The efficiency of controlled reproduction depends on numerous factors such as the quality of gametes of parental fish and on the adequate incubation and rearing methodologies to obtain healthy and viable fry. According to numerous data, sturgeons from various basins demonstrate a wide range of abnormalities in development and functioning of the reproductive system that directly influences the egg quality and the capacity of embryos for survival in the natural environment (Dettlaff et al., 1981; Faleeva, 1987; Romanov, 1990; Romanov & Altuf’ev, 1990, 1992; Romanov et al., 1990; Romanov and Sheveleva, 1993; Akimova and Ruban, 1992, 1996; Shatunovsky et al., 1996).

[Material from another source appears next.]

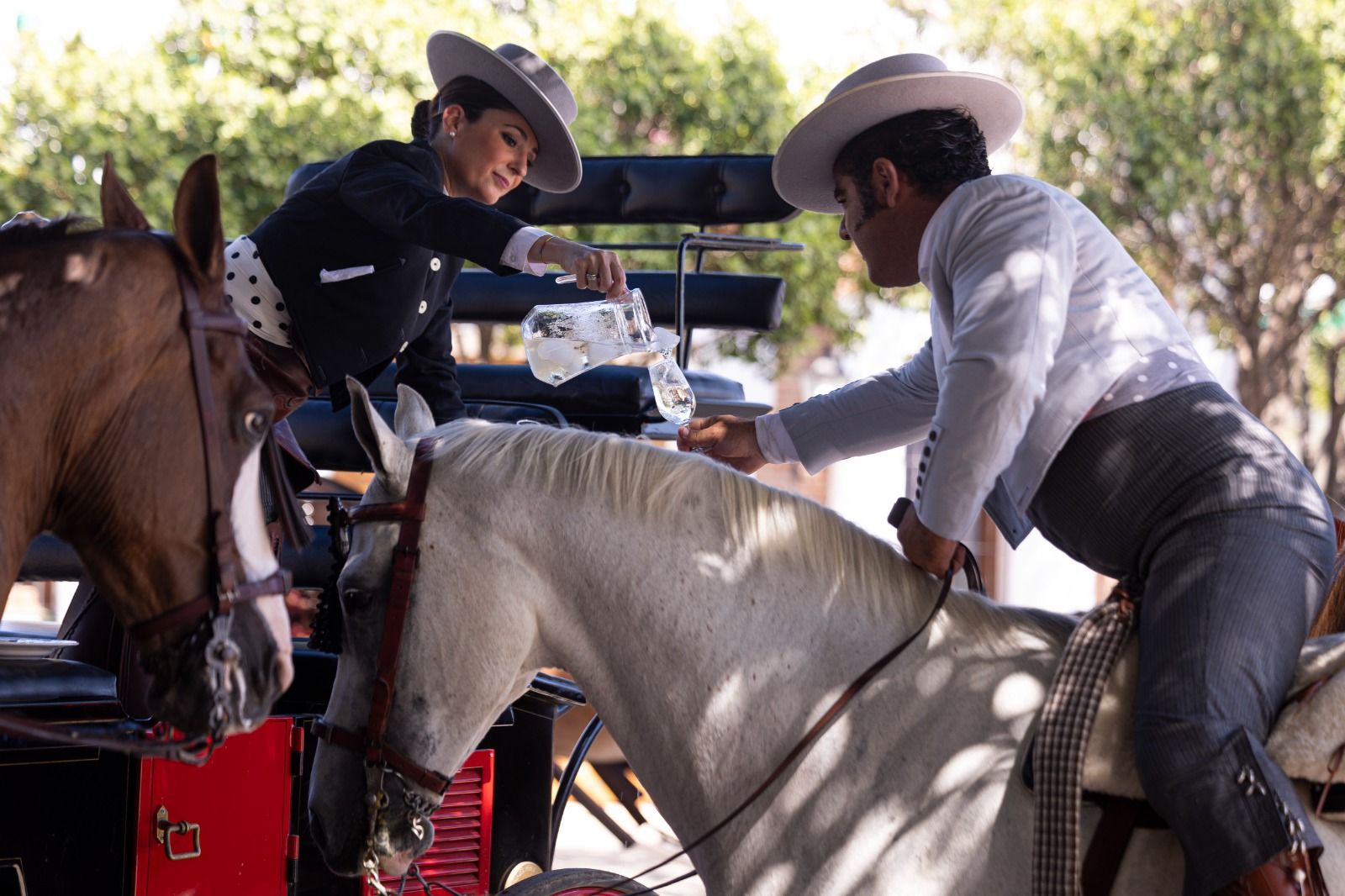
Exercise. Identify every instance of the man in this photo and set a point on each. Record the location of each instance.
(1059, 390)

While we recognize that some of these abnormalities and malformations must be related to environmental deterioration, it is difficult to correlate these observations to particular environmental stressors or pollutants, mainly because of lack of quantifying data. At the same time, these malformations at embryonal and larval stages can also be caused by suboptimal culture conditions. For example, embryonic malformations have been used in biological effects monitoring programmes to quantify contaminant body burden of gonads with the intensity of embryo malformations in North Sea commercial fish species (Westernhagen et al, 1981; Cameron et al, 1992; Dethlefsen et al, 1996). Therefore, to assess the quality of methods to produce healthy and viable eggs and progeny is a matter of high importance. There is a future need to employ a more standardized investigational protocol for sturgeons. Unfortunately, this type of standardization has not yet been done. Once these protocols are in place, the use of developmental abnormalities as biological indicator in the reproductive system can become more meaningful, particularly if these can be quantified at cohorts or population level. It has to be noted that any organism responds to any stressor by a limited number of compensatory mechanisms which have been highly successful in evolution (Seleye, 1952). Effects may, therefore, be very similar regardless of the stressor while the intensity may be factor-specific, depending on the exposure concentrations.